Top exporter Saudi Arabia disclosed a large cut of 165,000 bpd, taking output further below its OPEC target, and Venezuela, where economic collapse is starving the oil industry of funds, reported a 118,000 bpd drop in output.

Should OPEC keep pumping at November’s level and other things remain equal, the market could move into a deficit of about 700,000 bpd next year, suggesting inventories will be drawn down further to meet demand.

Last month’s report pointed to a larger deficit of about 830,000 bpd.

Meanwhile, less than two weeks after OPEC’s decision to extend oil production cuts, Libya and Nigeria — the only two exempt members of the group — are signalling their intent to raise output next year. While several ministers at the Nov. 30 meeting of the Organization of the Petroleum Exporting Countries suggested the two nations had joined the output-curbing deal, both are working to add to their peak production from this year.

On Friday, oil company Total said its new Egina field offshore Nigeria was on track to start next year — adding 10 percent to the country’s production.

The field will have a capacity of 200,000 barrels per day (bpd) and launch in the fourth quarter of 2018, counterbalancing production constrained by ageing pipelines, perpetual theft and sabotage.

“That could certainly change the dynamics,” said Ehsan Ul-Haq, head of crude and products at Resource Economist, a consultancy.

The Nigerian petroleum ministry did not respond to a request for comment on the Egina field startup, and whether production elsewhere would be curtailed as a result.

On Saturday, the head of Libya’s U.N.-backed government met the head of Libya’s National Oil Corp (NOC) and the governor of Tripoli’s central bank to discuss how the corporation could get more cash to raise oil output next year.

The NOC received a quarter of its requested budget in 2017, hampering efforts to sustain oil output near 1 million bpd.

The developments may come as a surprise to market observers, who, after the Nov 30 meeting, believed Nigeria and Libya had agreed to participate in the OPEC agreement by imposing official caps at their peak 2017 production levels.

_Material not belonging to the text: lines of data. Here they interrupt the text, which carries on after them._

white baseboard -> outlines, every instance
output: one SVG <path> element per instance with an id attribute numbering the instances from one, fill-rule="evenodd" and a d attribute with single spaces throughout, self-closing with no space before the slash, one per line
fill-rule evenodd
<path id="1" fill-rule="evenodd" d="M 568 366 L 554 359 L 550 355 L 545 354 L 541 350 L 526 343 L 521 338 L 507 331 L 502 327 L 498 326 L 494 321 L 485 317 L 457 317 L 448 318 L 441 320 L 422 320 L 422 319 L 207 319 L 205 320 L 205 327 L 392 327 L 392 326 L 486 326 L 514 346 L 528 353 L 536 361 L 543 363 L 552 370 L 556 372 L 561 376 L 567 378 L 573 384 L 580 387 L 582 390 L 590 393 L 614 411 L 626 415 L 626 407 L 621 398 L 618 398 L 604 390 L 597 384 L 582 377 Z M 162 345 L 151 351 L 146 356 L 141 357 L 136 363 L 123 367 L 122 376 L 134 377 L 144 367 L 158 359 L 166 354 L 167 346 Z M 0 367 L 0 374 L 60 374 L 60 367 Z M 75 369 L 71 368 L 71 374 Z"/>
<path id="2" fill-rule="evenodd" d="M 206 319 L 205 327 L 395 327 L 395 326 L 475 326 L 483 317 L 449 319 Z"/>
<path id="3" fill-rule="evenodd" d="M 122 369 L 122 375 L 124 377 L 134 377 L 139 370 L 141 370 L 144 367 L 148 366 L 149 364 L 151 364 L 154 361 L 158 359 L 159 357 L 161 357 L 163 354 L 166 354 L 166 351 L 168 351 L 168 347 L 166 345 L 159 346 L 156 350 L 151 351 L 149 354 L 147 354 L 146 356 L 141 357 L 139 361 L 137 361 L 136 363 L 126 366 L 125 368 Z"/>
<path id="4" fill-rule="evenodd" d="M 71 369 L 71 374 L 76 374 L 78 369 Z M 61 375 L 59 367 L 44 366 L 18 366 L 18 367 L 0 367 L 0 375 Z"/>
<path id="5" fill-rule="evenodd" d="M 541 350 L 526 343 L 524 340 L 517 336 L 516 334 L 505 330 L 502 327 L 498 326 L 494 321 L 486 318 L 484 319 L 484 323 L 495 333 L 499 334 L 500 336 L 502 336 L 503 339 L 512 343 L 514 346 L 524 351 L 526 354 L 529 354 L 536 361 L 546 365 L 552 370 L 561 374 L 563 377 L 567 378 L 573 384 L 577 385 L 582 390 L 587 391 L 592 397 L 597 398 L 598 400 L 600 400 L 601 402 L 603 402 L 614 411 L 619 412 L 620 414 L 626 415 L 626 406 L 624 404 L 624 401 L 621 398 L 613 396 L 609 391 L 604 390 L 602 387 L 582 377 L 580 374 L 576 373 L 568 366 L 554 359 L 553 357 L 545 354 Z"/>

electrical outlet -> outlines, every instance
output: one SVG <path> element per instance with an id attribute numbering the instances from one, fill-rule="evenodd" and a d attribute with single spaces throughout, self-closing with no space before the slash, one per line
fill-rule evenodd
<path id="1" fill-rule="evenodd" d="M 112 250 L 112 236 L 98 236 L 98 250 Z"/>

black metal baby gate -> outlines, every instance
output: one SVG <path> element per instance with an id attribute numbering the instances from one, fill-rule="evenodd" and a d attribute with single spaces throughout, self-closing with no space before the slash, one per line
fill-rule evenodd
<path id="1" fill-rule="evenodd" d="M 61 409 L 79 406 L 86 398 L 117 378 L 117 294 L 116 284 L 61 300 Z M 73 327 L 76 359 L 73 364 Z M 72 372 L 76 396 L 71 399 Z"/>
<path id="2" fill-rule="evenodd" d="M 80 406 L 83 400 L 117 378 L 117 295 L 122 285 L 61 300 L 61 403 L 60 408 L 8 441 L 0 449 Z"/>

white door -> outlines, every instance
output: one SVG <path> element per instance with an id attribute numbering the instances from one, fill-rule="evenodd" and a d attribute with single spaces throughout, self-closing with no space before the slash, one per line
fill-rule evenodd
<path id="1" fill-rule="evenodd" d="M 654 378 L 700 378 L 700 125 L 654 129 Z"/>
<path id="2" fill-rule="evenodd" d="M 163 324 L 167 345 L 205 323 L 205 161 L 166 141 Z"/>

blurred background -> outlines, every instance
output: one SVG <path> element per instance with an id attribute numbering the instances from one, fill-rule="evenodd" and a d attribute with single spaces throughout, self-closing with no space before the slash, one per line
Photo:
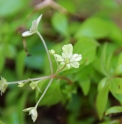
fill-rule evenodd
<path id="1" fill-rule="evenodd" d="M 101 44 L 107 41 L 122 45 L 122 0 L 55 0 L 54 3 L 51 0 L 0 0 L 0 76 L 9 82 L 49 74 L 46 52 L 38 36 L 25 38 L 31 56 L 26 55 L 21 36 L 40 14 L 43 17 L 38 29 L 49 49 L 60 51 L 63 44 L 75 44 L 81 35 L 91 36 Z M 112 23 L 112 33 L 100 20 Z M 79 29 L 81 24 L 84 25 Z M 99 76 L 97 78 L 101 78 Z M 73 89 L 67 86 L 61 91 L 67 94 L 65 100 L 42 102 L 35 124 L 98 124 L 111 120 L 98 119 L 95 107 L 98 82 L 96 78 L 91 82 L 95 83 L 86 86 L 85 91 L 78 83 Z M 57 93 L 54 89 L 52 87 L 51 94 Z M 35 105 L 36 95 L 28 86 L 10 85 L 0 96 L 0 120 L 5 124 L 32 124 L 31 116 L 22 110 Z M 53 95 L 48 97 L 53 101 Z M 119 102 L 110 95 L 109 104 Z"/>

Meanwhile, Iraq’s Oil Ministry has added a new processing unit to the Kirkuk oil refinery, increasing the plant’s capacity to 56,000 barrels per day, the ministry said in a statement on Monday.

The new production unit can process 13,000 barrels per day of crude, the statement said, citing Oil Minister Jabar al-Luaibi.

The new upgraded production capacity will meet most of the domestic need of the northern oil city of Kirkuk and nearby provinces and “save hard currency as a result of cutting fuel imports”, it said.

Iraq is working to divert most future output from Kirkuk oilfield to local refineries due to an ongoing conflict with Kurdish regional authorities over the use of an export pipeline to Turkey.

Production from Kirkuk stopped in mid-October after Iraqi forces dislodged Kurdish fighters and took over the northern region’s oilfields.